• Episode #370: Where To Draw The Line Between Lecturing To And Engaging With My Audience When Presenting In Japan
THE Presentations Japan Series

Episode #370: Where To Draw The Line Between Lecturing To And Engaging With My Audience When Presenting In Japan

THE Presentations Japan Series



The education system in Japan from the early stages, right the way through varsity to most corporate training, is based on the lecture model. The instructor provides the information, and the participants write it all down. It is a very one directional, passive approach. When we are presenting, what do we do when we are using the “inform” model? Where are we supposed to draw the line between just passing on valuable information to the audience and trying to engage the audience? Are these two aims mutually exclusive? Isn’t the reason we are invited to speak is because we have valuable things to impart to the audience? Isn’t the reason the audience has turned up is to gain insights, perspectives and information they don’t already possess?

I am sure we all agree that the speaker has to provide value to the listeners otherwise what is the point of them paying the dough and investing their time to attend? The question becomes how to provide the required value? Can the speaker have excellent experience, clear insights, rich data and be engaging at the same time? The answer is yes and let me use a local example to make the point. Jesper Koll is a well-known economist here in Tokyo and he does a lot of public speaking. I am a fan and have attended maybe twenty of his presentations over the years. To my mind, they always hit the right combination of excellent experience, clear insights, rich data and are kept engaging.

What is Jesper doing which is working so well? He is always high energy, humorous, provides high quality statistics and data and most importantly, he has an intent to engage everyone in the crowd. Speaker intention is a key asset to be successful. He doesn’t see his role is to just dump a lot of data on his audience and imagine his work is done. He is going for much more than that. He wants to get a strong reaction from his audience and he is always successful in that aim.

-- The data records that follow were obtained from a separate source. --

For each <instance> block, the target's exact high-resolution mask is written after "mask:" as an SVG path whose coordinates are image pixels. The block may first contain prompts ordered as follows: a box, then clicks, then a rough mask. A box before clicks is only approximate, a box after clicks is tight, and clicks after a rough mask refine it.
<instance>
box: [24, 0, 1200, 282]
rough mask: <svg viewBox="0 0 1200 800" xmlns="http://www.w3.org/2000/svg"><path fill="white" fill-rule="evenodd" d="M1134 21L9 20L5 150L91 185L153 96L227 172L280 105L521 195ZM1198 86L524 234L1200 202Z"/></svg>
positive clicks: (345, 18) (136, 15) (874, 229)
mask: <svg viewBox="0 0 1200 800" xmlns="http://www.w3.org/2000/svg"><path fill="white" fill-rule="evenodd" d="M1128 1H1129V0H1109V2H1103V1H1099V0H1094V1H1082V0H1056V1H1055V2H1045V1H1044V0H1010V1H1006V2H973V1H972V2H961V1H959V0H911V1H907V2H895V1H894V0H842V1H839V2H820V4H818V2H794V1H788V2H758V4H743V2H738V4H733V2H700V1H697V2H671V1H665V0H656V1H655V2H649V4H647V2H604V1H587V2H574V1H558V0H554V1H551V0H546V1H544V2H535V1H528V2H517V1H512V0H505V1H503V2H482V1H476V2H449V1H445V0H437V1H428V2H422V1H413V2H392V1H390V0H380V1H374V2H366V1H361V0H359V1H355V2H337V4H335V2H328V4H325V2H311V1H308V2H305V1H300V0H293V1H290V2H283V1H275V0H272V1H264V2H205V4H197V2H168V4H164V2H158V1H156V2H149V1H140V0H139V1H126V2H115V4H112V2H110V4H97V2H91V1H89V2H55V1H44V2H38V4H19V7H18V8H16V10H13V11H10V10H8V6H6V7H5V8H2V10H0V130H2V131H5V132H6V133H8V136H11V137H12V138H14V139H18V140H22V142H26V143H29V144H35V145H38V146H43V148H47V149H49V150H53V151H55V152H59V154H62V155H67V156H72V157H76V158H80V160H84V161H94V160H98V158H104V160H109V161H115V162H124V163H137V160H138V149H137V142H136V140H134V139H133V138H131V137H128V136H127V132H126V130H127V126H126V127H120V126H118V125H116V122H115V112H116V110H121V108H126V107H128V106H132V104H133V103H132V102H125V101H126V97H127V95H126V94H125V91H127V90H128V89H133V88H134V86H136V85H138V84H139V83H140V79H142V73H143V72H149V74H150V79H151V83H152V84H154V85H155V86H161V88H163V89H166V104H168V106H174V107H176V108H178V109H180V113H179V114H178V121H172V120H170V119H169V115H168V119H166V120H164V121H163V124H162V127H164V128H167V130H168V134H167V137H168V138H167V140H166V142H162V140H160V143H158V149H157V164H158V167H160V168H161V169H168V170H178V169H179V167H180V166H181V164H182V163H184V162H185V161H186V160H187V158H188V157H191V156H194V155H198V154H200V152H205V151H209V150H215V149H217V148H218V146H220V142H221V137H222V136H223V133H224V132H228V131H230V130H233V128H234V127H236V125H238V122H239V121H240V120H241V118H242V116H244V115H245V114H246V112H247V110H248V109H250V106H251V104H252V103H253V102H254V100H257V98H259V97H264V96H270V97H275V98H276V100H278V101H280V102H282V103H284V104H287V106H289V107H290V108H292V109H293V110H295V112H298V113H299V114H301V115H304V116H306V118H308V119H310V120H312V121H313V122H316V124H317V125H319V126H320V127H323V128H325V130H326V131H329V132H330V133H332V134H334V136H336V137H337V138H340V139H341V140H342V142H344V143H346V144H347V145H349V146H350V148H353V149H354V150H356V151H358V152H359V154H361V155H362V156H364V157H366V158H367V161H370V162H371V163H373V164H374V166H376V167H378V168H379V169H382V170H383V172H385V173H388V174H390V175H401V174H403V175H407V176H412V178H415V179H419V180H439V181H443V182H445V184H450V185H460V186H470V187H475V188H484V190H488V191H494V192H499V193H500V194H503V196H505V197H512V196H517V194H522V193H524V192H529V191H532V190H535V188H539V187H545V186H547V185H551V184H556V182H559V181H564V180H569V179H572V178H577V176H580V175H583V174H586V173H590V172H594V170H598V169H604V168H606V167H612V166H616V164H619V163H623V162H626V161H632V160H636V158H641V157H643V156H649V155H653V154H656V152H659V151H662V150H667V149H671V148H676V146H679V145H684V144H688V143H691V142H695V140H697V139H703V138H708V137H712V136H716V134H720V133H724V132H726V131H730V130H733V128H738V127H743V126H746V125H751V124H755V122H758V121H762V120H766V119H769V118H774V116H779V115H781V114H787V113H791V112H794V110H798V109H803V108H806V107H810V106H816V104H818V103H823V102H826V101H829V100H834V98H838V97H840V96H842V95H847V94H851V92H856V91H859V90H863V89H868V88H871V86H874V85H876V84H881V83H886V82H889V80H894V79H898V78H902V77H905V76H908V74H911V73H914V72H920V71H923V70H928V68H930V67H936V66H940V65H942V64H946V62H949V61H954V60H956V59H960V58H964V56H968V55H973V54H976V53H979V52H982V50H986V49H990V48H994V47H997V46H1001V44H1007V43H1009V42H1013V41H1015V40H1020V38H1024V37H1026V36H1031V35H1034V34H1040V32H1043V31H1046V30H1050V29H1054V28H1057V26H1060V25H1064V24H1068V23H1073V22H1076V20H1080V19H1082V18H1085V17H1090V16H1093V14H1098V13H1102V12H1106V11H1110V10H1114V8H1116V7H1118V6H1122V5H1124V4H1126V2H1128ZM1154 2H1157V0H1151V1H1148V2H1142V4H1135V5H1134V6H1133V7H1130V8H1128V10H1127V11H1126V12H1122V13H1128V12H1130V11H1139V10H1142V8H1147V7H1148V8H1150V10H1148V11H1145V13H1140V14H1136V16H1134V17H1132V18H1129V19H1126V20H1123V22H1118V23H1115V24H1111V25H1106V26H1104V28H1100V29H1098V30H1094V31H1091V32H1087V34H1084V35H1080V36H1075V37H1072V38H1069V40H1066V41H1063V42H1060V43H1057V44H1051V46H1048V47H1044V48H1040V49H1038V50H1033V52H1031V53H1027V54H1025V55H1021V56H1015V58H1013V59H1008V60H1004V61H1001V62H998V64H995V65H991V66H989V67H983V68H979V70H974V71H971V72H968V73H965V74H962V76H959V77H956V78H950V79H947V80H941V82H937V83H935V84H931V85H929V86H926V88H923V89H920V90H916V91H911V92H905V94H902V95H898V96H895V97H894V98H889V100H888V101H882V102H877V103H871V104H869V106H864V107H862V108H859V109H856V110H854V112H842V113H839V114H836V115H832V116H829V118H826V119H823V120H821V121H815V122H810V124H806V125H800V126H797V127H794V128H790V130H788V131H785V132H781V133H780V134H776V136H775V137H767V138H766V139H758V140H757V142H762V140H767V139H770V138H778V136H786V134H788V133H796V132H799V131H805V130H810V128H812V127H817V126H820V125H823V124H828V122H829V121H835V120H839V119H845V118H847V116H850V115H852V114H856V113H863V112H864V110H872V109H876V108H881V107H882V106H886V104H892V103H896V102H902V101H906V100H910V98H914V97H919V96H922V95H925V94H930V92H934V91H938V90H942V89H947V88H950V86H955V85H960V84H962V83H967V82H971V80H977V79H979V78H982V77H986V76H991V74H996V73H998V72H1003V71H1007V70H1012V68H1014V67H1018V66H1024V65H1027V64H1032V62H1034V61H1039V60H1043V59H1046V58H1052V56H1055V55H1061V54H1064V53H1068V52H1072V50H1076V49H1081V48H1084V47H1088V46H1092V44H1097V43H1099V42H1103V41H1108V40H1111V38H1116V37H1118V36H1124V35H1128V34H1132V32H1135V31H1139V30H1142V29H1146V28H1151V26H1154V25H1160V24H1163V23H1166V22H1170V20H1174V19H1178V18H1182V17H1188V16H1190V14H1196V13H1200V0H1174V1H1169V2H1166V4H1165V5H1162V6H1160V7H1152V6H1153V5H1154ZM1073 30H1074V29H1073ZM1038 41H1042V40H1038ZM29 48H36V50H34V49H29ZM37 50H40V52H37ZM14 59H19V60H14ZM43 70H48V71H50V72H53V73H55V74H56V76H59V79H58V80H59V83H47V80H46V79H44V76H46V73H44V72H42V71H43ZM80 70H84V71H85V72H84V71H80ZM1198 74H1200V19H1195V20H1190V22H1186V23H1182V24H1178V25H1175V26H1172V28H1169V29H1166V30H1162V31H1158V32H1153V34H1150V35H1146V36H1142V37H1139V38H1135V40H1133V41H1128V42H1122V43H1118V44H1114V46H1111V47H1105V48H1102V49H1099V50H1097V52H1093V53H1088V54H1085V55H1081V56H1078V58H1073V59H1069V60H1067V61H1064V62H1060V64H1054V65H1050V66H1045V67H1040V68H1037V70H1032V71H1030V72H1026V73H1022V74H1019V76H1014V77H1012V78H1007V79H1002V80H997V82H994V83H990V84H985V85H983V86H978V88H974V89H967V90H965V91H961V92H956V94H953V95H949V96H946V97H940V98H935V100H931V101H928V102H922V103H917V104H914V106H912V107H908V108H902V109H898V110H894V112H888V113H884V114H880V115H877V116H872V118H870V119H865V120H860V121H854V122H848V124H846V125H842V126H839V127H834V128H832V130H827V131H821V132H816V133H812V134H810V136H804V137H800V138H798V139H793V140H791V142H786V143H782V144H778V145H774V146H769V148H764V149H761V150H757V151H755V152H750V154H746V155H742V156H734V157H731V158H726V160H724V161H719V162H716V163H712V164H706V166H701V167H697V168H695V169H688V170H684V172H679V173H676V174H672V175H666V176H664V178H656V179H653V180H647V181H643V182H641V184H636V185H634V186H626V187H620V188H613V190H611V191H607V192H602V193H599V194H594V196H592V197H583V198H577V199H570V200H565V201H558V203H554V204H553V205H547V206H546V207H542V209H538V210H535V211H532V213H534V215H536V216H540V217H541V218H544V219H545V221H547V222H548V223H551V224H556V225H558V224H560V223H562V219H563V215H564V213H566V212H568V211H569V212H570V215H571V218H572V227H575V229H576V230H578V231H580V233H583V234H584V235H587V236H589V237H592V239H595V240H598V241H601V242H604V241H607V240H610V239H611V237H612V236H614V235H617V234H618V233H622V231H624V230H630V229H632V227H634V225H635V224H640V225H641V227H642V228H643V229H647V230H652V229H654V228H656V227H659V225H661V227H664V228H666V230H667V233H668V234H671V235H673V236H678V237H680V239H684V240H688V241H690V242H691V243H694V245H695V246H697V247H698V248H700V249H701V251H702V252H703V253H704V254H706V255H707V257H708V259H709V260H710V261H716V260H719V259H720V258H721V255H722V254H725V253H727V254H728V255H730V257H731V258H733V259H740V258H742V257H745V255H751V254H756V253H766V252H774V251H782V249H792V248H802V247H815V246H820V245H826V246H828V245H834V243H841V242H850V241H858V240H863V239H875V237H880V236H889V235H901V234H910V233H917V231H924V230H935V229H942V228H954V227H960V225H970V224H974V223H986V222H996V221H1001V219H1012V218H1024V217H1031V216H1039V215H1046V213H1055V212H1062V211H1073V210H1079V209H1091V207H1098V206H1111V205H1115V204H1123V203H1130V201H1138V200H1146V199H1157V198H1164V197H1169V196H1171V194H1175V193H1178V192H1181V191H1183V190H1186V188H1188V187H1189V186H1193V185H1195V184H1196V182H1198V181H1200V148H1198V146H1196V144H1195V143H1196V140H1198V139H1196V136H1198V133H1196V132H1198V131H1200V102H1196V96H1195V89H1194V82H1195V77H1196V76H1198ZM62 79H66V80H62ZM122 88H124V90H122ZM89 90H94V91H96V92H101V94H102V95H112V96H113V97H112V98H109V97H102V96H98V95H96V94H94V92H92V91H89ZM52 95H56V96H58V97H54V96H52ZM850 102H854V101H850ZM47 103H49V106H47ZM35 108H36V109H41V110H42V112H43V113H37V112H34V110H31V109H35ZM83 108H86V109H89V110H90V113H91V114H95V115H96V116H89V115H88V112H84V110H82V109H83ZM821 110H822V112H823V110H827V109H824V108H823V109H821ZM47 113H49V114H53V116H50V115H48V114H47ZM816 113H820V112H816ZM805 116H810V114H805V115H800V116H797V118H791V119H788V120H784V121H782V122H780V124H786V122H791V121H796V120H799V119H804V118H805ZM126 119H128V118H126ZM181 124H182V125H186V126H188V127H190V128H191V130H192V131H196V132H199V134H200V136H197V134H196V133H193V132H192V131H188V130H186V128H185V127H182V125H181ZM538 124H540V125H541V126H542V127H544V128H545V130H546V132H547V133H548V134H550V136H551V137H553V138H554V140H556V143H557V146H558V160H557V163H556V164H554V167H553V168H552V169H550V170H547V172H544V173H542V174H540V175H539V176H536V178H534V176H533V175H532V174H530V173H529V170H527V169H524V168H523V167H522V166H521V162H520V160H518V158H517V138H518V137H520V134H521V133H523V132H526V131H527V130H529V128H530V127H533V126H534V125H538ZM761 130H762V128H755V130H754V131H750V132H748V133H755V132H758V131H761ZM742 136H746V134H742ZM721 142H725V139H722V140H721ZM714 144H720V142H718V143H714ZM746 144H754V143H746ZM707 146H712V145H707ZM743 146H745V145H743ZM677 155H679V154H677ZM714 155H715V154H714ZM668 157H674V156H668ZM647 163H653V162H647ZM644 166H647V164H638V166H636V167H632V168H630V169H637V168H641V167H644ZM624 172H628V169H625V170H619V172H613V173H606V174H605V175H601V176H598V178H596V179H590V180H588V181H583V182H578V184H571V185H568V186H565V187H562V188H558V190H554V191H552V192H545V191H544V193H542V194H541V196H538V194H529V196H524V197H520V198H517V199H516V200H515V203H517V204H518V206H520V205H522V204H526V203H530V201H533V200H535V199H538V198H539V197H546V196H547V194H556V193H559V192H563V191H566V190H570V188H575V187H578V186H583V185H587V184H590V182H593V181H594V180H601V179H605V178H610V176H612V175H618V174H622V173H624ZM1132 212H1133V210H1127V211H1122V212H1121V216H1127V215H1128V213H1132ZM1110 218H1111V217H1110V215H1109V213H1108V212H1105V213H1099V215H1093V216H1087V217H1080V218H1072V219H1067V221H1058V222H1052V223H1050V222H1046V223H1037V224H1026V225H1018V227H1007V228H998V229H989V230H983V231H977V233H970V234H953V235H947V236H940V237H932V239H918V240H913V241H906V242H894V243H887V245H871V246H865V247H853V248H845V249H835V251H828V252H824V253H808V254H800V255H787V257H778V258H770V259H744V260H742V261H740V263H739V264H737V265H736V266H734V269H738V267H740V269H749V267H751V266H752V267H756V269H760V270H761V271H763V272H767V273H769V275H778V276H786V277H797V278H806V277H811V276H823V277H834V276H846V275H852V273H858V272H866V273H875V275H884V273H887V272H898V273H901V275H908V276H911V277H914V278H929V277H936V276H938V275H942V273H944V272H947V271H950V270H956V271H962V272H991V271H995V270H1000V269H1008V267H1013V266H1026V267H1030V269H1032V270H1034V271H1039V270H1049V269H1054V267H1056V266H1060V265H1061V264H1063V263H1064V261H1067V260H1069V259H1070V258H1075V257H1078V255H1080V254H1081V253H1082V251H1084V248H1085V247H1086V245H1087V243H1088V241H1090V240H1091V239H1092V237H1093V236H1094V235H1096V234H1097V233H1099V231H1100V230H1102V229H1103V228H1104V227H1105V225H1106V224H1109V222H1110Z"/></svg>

Storytelling is an asset for Jesper. Rather than just giving everyone a download of facts, he wraps them up in stories. This makes the information much easier to absorb, digest and recall. Think about what stories you have to thread your data through. The story sticks and therefore so does the data. Here is a simple example. Say the data showed that the number of young people in Japan aged 15-34 has halved in the last twenty years and is going to halve again in the next thirty-five years.

We could just state the facts or we could wrap it up in a story like this: “It was a snowy day in Tokyo and I was visiting my client in Otemachi. It was really miserable outside, so I was glad to get out of the cold and into the warmth of his office on the 23rd floor. We were sitting in their expensive, well-appointed leather and walnut Boardroom with his HR team and we were discussing the problems of recruiting and retaining staff. I didn’t know these numbers, but on the huge monitor on the wall, his head of HR Ms. Inoue put up the demographic projections for Japan. In the last twenty years we have halved the number of people age 15-34. What was highlighted to me was that the projections showed we would lose another half again over the next 35years. I was silently wondering where we would find the staff we need to expand the business in the future”. By using storytelling we have taken the audience to a place in their mind’s eye, where they can see a snowy Otemachi, a gorgeous Boardroom, and a huge monitor showing the statistics. Threading the numbers into the story makes it more likely we will retain the data well after the talk and as speakers that is what we want isn’t it, to be remembered as someone providing value.

Jesper also uses rhetorical questions very well. He will come and stand right in front of someone in the audience, towering over them and lay down the question. The victim is usually paralysed by fear at this point because (a) they think they have to provide an answer in public and (b) they don’t know the answer. Just in the nick of time Jesper wades in to the rescue with the answer. At this point, the victim realises that this was a rhetorical question after all and not something they were obliged to answer. Floods of relief abound at this point.

The upshot is that he keeps his audience on their toes and engaged with the proceedings. Trust me, you don’t want to be daydreaming when he is speaking, so he keeps everyone paying close attention to what he says. He is using his eye contact constantly with individuals in the crowd. This personalises the talk, rather than leaving it as the spray the eye contact everywhere, at the same time, alternative. That method engages precisely no one. Watch Japanese politicians. You will see they are masters of fakery, looking like they are making eye contact with the crowd, swivelling their heads to and fro, without managing to make any engagement with anyone.

Why is the lecture style of speech here so popular? As I mentioned this is the model most people have been exposed to since birth, so this has become the default standard. Anything else looks like heresy in a culture where conforming is the best path to safety. You get along in Japan by going along and so no rocking the boat. Does anyone audit the results of these lectures masquerading as speeches? No, so the crime against humanity continues from one generation to the next.

The reason this style of speech has reached its end use date is because of technology. The mobile phone instantly connects everyone to the lure of the internet. With advances in AI you can access data so quickly, we don’t need to be told stuff anymore. Just data by itself isn’t enough. We need insights, fresh perspectives, guides on how to apply the data and access to the experiences of others. We want to learn what we should do in a similar situation.

In the past, the moment the speaker looked boring, that is to say, started lecturing, the Japanese audience’s traditional remedy was to fall asleep. I have seen plenty of that in my 39 years here. However today, the listeners are now wide awake and on their phone accessing the internet. The competition for mind space is relentless and getting harder, as concentration spans shrink, and distractions abound.

The speaker has to thread the needle between imparting valuable data and information and keeping the audience engaged and with them, so that the listeners can receive the key messages the speaker is trying to convey. As mentioned, we need to be energised and highly proactive to secure their engagement. Fresh data, insights, rhetorical questions, eye contact, voice modulation and storytelling are excellent tools for achieving that outcome.

At the start, I asked the questions, “When we are presenting, what do we do when we are using the “inform” model? Where are we supposed to draw the line between just passing on valuable information to the audience and trying to engage the audience? Are these two aims mutually exclusive?”. The clear answer is they are not in opposition to each other. Take Jesper’s example to heart and there will be no reason why we can’t all have both.